“But it’s a great misfortune for me. But it’s a great misfortune for me,” Falk would ejaculate from time to time.

However, Hermann kept on running frequently against the corners of the table. At last he lost a slipper, and crossing his arms on his breast, walked up with one stocking foot very close to Falk, in order to ask him whether he did think there was anywhere on earth a woman abandoned enough to mate with such a monster. “Did he? Did he? Did he?” I tried to restrain him. He tore himself out of my hands; he found his slipper, and, endeavouring to put it on, stormed standing on one leg—and Falk, with a face unmoved and averted eyes, grasped all his mighty beard in one vast palm.

“Was it right then for me to die myself?” he asked thoughtfully. I laid my hand on his shoulder.

“Go away,” I whispered imperiously, without any clear reason for this advice, except that I wished to put an end to Hermann’s odious noise. “Go away.”

He looked searchingly for a moment at Hermann before he made a move. I left the cabin too to see him out of the ship. But he hung about the quarter-deck.

“It is my misfortune,” he said in a steady voice.

“You were stupid to blurt it out in such a manner. After all, we don’t hear such confidences every day.”

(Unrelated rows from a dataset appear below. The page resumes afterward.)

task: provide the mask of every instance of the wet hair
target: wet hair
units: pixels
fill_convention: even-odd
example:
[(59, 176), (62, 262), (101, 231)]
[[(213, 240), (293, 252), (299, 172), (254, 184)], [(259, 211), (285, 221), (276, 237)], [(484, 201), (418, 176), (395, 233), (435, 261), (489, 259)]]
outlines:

“What does the man mean?” he mused in deep undertones. “Somebody had to die—but why me?”

He remained still for a time in the dark—silent; almost invisible. All at once he pinned my elbows to my sides. I felt utterly powerless in his grip, and his voice, whispering in my ear, vibrated.

“It’s worse than hunger. Captain, do you know what that means? And I could kill then—or be killed. I wish the crowbar had smashed my skull ten years ago. And I’ve got to live now. Without her. Do you understand? Perhaps many years. But how? What can be done? If I had allowed myself to look at her once I would have carried her off before that man in my hands—like this.”